Jahmal Padmore - The Wooz
The Wooz, the new record from Toronto songwriter Jahmal Padmore, has a hazy, almost hallucinogenic quality to it. “Sun is shining over me / Am I who I wanna be?” he asks on the album opener before a heavy guitar echoes his vocal melody. Much of the album carries this sense of sun-drenched existentialism, like a musical mirage that evokes someone caught up in the thick of something. “Round up my L’s take them out to the sea / if giving it up means I get back to me,” Padmore sings on “Lazarus” over insistent staccato keys. On “Friday’s Rain,” soft steelpan percussion contrasts with a harsh bass sound, emphasizing lyrics about toughness as a performance; eventually a ghostly chorus , sounding almost out of reach, comes in to sing the refrain, “I’ll keep holding on.” With The Wooz, Padmore brings together a range of genres from calypso to punk—he used to play in punk duo The Carps—but the album carries its own strong and distinctive style, expansive enough for detours like the electronic “Not Long Now,” while cohesive enough to hold together a probing, personal work.
respectfulchild - 更新 re:new
更新 re:new, the sophomore full-length by Saskatoon violinist respectfulchild, begins with a series of full, harmonious chords that seem as though they could be the introduction to a straightforward contemporary classical record. What follows, though, is a deconstruction of composition as respectfulchild reworks the function of the violin, using it for percussion, drone and noise; challenging the rules of classical music and, analogously, the gender binary, in the process.

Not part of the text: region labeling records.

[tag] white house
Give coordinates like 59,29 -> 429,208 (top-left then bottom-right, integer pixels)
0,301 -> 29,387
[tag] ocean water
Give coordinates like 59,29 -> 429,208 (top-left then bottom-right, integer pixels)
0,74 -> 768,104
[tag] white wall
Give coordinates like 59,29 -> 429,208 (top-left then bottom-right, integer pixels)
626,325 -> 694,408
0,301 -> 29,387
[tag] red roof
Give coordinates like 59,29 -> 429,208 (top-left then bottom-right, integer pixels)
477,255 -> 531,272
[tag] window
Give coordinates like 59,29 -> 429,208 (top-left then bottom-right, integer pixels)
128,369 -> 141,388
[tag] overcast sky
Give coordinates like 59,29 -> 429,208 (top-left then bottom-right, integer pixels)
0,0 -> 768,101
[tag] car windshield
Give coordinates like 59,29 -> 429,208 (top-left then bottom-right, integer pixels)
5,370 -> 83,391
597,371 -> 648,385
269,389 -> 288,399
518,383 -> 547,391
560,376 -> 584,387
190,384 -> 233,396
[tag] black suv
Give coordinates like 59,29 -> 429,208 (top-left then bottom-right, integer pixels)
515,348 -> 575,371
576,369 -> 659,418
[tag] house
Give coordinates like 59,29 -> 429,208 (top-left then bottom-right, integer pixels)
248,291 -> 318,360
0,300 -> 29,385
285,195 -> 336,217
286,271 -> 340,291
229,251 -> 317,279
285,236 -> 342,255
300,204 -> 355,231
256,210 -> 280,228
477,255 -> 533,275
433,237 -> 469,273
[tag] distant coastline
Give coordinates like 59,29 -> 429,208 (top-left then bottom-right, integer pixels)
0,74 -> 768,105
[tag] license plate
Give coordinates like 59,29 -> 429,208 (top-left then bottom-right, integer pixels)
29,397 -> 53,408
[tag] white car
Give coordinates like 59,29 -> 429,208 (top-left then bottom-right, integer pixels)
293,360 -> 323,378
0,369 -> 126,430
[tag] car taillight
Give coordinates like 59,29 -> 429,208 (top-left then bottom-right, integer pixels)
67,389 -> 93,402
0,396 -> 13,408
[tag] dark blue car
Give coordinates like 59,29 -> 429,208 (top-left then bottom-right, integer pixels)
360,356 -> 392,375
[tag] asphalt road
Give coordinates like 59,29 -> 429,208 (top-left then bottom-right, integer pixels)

“更新 re:new draws a parallel with the body of the violin and respectfulchild’s own body,” states the album’s description on Bandcamp. The first composition, titled “assignment,” connotes both rigid classical music training and the coercive assignment of gender at birth. As the album develops, respectfulchild moves away from harmony and toward tension, discordance and eventually complete cacophony. On “bubble,” they pluck occasional dissonant notes that echo, clashing with the sounds that follow. On “turmoil,” droning strings gather into a swarm of bumblebees, later joined by nightmarish screams and glitches as the album builds to a peak. Closing track “beauty” then serves as a calm recalibration. Harmony emerges in the form of a choir the parts of which are beautiful and dense—complex rather than confined.